Pursuing the Power of Thermoelectric Plastics

Thursday, June 29, 2017

This article first appeared on June 27, 2017, on the UCSB College of Engineering webpage. 

In the great 21st-century energy debate, there is one incontrovertible truth: creating and using energy are inefficient processes. In fact, more than half of all energy generated — whether by fossil fuels or alternative sources — is lost to the environment, primarily as heat.

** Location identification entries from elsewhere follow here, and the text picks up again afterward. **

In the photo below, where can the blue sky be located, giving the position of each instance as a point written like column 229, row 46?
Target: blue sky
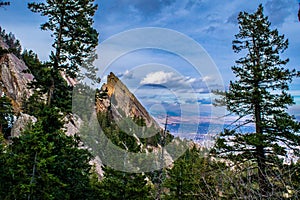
column 211, row 23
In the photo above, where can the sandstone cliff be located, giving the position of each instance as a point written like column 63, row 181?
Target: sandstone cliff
column 123, row 102
column 12, row 81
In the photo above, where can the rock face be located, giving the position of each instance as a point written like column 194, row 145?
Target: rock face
column 123, row 102
column 12, row 81
column 21, row 123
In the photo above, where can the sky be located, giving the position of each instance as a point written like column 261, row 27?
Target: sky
column 163, row 79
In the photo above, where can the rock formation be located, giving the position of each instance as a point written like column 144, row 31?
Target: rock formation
column 123, row 102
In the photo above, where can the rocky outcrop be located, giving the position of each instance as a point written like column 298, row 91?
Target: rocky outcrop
column 13, row 82
column 123, row 102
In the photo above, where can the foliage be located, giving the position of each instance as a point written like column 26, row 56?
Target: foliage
column 6, row 116
column 41, row 165
column 259, row 97
column 123, row 185
column 75, row 40
column 193, row 176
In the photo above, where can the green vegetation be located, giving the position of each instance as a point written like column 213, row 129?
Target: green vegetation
column 45, row 163
column 259, row 96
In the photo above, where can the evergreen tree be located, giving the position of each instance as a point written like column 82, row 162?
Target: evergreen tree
column 259, row 97
column 122, row 185
column 6, row 116
column 70, row 22
column 193, row 176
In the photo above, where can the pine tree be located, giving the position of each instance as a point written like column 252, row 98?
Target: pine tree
column 41, row 165
column 70, row 22
column 123, row 185
column 259, row 97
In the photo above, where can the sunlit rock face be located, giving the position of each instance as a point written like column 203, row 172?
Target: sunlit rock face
column 123, row 102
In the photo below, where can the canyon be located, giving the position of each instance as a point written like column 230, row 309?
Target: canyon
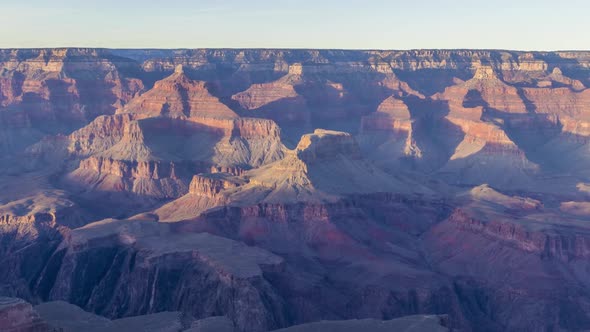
column 294, row 190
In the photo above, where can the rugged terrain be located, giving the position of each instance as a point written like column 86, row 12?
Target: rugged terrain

Recent work in the lab of UCSB materials professor and newly appointed chair of the Materials Department Michael Chabinyc suggests that thermoelectric (TE) plastics may hold the key to capturing that lost energy and converting it to usable electricity.

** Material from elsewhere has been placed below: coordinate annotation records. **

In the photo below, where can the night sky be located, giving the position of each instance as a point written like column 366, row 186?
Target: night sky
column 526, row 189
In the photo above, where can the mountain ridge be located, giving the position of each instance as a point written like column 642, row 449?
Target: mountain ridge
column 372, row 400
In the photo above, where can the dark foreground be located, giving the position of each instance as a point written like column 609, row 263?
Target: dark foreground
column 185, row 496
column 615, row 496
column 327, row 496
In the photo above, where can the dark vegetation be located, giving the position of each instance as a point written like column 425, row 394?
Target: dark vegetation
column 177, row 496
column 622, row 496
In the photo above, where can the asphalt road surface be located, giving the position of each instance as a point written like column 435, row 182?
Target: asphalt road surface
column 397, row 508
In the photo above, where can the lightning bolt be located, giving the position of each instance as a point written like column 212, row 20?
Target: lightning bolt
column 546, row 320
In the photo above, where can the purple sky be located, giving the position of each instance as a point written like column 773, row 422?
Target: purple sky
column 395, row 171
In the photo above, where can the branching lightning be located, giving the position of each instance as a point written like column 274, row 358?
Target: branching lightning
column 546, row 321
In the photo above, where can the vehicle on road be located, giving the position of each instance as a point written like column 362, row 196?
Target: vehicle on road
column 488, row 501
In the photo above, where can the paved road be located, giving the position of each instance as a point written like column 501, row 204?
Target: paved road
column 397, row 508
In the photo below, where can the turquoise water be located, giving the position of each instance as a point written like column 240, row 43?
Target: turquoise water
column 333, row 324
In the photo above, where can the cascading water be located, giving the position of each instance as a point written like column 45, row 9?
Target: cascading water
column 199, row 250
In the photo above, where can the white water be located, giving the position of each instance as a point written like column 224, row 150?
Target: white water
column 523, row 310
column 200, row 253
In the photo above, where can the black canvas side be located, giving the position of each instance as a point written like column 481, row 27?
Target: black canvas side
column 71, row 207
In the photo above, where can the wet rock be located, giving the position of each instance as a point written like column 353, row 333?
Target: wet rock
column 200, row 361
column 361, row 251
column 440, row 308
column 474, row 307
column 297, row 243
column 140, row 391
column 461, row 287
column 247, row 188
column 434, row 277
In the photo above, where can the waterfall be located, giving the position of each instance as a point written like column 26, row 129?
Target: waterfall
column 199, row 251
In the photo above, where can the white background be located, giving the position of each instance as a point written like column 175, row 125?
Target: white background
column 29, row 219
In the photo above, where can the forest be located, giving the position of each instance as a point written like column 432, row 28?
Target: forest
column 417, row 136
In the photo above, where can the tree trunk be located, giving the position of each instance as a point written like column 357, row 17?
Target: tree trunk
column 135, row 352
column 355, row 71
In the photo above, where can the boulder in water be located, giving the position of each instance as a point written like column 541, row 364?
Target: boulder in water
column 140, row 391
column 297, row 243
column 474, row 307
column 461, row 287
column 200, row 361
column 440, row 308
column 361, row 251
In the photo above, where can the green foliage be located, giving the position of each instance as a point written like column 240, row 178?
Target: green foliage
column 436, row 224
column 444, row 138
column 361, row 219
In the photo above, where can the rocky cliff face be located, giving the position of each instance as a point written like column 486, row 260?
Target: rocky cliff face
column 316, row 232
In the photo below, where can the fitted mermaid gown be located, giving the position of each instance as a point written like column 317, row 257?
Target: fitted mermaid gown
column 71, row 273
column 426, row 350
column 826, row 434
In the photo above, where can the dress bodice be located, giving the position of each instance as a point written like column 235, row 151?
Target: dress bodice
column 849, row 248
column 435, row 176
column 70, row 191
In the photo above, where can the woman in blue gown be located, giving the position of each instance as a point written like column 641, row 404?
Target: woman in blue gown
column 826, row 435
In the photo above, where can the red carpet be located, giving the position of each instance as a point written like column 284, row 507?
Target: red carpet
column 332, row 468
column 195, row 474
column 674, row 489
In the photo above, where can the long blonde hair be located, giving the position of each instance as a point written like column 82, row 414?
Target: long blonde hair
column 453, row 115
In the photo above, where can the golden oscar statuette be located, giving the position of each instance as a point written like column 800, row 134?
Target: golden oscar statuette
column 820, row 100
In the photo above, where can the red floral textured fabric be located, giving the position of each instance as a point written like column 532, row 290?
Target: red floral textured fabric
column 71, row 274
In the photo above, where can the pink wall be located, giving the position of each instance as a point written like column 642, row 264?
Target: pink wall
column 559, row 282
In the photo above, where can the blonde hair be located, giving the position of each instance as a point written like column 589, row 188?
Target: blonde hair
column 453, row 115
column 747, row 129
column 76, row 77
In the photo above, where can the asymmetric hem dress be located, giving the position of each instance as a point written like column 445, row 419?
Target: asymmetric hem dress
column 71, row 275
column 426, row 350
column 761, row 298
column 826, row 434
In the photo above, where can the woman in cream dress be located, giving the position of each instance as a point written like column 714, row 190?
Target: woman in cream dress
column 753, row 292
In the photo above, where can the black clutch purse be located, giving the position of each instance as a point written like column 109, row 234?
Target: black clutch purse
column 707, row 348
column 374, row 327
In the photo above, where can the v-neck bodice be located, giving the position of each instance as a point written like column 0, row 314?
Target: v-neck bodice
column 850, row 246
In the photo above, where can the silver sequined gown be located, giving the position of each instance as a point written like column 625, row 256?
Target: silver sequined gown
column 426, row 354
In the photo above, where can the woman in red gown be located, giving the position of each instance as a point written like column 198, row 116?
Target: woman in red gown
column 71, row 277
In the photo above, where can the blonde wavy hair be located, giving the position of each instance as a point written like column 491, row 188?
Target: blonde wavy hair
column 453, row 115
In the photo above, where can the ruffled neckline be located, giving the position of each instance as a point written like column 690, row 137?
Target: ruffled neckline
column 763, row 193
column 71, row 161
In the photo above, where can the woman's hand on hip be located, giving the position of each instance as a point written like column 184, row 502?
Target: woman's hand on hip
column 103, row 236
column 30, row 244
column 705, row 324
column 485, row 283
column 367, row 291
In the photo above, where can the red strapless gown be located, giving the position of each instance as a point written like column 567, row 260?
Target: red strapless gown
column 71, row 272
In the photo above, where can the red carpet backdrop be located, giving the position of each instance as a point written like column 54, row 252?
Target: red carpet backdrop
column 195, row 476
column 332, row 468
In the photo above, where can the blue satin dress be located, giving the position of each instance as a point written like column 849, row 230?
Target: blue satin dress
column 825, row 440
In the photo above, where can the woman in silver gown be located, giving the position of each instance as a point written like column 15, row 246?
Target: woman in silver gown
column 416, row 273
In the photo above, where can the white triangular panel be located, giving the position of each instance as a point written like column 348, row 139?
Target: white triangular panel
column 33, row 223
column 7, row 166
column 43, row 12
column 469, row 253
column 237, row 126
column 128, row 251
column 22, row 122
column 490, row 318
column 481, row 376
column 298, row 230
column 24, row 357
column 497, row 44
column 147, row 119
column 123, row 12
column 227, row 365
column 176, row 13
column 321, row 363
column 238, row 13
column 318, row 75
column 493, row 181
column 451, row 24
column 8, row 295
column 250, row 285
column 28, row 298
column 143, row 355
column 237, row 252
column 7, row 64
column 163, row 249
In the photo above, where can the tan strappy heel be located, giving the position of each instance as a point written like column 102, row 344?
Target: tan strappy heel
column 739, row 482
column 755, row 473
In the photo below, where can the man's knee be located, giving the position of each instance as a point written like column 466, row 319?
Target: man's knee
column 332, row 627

In a paper titled “Morphology controls the thermoelectric power factor of a doped semiconducting polymer,” published in the June 16 issue of Science Advances, Chabinyc and his co-authors describe new advances in TE plastics, the results of research supported by the Air Force Office of Research and the National Science Foundation.

What makes TE materials so unique is their ability to interconvert thermal and electrical energy, so that creating a temperature differential between the warm and cold side of a cube made of such material generates electrical power, while running an electrical current through the same material generates a temperature differential. The greater the temperature differential between the hot and cold side of the material, the greater the potential efficiency of converting heat to electricity.

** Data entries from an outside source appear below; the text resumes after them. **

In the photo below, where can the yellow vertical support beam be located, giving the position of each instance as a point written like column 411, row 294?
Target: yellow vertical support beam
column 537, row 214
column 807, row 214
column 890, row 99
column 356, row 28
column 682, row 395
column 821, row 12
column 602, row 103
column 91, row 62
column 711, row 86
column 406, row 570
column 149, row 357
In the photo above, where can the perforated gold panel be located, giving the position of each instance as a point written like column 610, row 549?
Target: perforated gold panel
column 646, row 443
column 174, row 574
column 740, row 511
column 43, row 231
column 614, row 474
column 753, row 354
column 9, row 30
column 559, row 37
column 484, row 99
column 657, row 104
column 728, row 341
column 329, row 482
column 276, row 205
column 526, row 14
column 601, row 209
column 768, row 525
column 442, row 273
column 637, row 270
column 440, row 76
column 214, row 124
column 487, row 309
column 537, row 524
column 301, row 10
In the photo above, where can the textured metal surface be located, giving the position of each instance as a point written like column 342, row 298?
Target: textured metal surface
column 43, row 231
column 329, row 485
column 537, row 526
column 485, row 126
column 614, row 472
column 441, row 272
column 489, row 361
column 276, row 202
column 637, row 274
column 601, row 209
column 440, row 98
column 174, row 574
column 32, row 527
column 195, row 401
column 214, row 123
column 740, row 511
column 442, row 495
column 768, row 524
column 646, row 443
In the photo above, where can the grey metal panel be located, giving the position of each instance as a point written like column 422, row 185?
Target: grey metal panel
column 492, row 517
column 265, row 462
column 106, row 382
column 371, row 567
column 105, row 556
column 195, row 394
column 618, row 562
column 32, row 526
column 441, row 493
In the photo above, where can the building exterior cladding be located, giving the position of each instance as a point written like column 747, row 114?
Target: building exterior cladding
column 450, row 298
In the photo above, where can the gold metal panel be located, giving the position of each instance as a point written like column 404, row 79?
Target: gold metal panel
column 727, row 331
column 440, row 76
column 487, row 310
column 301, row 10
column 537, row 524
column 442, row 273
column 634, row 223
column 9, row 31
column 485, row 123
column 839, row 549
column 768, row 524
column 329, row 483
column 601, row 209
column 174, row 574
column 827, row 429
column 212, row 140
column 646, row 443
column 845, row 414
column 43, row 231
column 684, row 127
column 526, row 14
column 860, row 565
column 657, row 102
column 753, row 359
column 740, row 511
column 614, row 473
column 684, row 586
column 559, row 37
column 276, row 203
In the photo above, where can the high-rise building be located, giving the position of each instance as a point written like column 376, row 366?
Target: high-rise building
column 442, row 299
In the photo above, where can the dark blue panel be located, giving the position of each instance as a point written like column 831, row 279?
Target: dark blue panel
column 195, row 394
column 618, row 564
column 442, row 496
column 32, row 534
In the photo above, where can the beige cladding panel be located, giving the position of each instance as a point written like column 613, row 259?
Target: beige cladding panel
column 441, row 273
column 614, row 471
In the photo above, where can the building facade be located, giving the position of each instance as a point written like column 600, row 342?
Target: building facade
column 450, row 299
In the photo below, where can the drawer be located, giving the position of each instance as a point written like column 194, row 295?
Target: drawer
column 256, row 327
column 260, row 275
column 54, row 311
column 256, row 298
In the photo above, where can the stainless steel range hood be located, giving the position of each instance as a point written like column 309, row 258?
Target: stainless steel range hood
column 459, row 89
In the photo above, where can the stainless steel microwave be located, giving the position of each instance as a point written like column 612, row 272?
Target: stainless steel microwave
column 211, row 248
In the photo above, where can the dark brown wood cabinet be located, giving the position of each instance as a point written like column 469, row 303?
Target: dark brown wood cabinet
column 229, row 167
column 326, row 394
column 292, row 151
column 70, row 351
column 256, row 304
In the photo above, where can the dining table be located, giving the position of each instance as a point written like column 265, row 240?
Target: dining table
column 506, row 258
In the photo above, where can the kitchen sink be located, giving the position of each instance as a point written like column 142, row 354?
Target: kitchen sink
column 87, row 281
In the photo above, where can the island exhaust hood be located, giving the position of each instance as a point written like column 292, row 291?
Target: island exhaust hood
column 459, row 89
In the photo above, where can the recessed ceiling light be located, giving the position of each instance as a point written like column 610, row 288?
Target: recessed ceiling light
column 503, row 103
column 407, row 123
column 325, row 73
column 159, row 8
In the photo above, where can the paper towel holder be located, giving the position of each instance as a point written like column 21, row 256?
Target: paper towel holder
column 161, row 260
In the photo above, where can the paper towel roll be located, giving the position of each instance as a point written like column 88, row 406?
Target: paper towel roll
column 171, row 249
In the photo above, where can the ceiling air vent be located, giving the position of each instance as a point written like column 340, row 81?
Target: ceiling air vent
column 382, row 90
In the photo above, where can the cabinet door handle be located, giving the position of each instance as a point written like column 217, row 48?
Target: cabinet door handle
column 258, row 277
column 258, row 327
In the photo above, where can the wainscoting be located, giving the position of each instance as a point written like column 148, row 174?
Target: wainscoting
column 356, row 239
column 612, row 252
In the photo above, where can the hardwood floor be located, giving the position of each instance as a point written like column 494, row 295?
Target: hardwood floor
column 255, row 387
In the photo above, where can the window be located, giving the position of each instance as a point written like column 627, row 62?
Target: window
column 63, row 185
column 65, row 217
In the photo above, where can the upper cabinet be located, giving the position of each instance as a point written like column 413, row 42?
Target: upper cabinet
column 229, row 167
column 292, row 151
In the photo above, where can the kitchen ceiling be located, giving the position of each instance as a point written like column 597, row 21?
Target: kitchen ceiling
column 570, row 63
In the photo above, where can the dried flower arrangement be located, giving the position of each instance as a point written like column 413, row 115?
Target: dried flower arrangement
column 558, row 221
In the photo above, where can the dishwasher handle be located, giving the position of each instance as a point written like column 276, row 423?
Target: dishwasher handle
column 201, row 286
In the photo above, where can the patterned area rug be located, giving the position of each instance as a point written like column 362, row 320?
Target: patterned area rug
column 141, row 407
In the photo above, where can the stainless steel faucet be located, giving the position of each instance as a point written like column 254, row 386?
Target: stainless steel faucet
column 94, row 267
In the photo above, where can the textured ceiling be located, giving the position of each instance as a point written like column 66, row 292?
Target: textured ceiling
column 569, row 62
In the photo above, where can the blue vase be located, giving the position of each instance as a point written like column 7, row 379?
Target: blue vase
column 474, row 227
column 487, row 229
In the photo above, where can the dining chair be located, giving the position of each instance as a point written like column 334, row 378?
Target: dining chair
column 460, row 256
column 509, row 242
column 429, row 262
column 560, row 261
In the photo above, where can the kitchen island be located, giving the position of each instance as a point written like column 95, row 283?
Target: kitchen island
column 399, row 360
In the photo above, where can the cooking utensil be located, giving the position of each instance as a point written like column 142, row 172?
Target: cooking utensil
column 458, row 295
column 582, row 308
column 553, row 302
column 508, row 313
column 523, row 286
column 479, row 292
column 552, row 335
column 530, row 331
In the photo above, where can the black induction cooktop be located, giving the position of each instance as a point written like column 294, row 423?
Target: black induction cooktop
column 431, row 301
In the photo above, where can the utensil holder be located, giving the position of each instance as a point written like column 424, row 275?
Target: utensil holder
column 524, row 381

Currently, inorganic TE materials provide power in a few niche applications. Both of the Voyager spacecraft are powered with batteries driven by TE material that gets its heat from a payload of decaying radioactive material and is cooled by the extreme low temperatures outside the vessel. TEs are the cooling element in some small refrigerators, like those used to store wine, and also have some medical applications.

TEs offer a significant opportunity to capture waste heat from industrial processes at temperatures below 200° C. Currently, application is limited partially by the performance of existing TE materials and also by the fact that they are produced from elements that occur in low abundance, making them expensive and impractical for widespread use.

Electrically conductive plastics may make it possible to develop low-cost, flexible, conformal thermoelectric devices. Such materials can be dissolved in solvents (so that they can be formed), and printed into electronic devices using simple techniques like inkjet printing. That ease of processing enables new device geometries that are difficult to achieve using inorganic materials, many of which are hard and brittle. However, controlling the thermoelectric properties of electrically conductive plastics as they are printed is a critical challenge. 

“If we can develop materials that perform well and have sufficient stability and correspondingly long lifetimes, then we can imagine forming highly useful thermoelectric devices that can, for instance, be wrapped around pipes as energy-harvesting coatings rather than as simple insulation,” Chabinyc said. “Currently, TE plastics do not perform sufficiently for such applications because of their inefficiency in converting temperature difference to an electrical voltage, but we are still in the early stages of investigating and developing high-performance thermoelectric plastics.”

The paper describes a critical advance made by Chabinyc’s group in understanding how to increase the performance of electrically conductive plastics, which, at the molecular scale, can be visualized as a bundle of sticks, with each stick being a chain of repeating molecular units.

The material’s electrical conductivity is strongly related to how the “sticks” are aligned. Until now, it has been difficult to directly measure the alignment of such molecular chains, or polymers, at very small length scales. But by using advanced X-ray–based measurement techniques at national laboratories, the researchers found that they could control the alignment of the molecular chains to enhance their thermoelectric properties. “We changed the way we deposited, heated, and cooled the material to ensure that the molecules were lined up in a certain way, and it led to improvements in the thermoelectric properties,” Chabinyc said.

“Our study combined fundamental measurements of both electrical and structural properties,” he added. “To study the nanoscale structure of these materials, we needed the intense X-rays available at the Advanced Light Source at Lawrence Berkeley National Laboratory and the Stanford Synchrotron Radiation Lightsource at SLAC National Laboratory.”

“We are just scratching the surface of conductive plastics for thermoelectrics,” said Dr. Shrayesh Patel, who led the lab work on TE plastics as a postdoctoral researcher in Chabinyc’s lab and is now professor at the Institute for Molecular Engineering at the University of Chicago. “In addition to recovering waste heat, plastic thermoelectrics will play an important role in cooling applications where local temperature control is critical,” he said, mentioning medical cooling blankets as one such possible application.

“Our study helps provide a pathway to improve the performance of many types of electrically conductive polymers,” Chabinyc explained. “We are currently determining the limits of the performance of other materials to determine how general our results are.”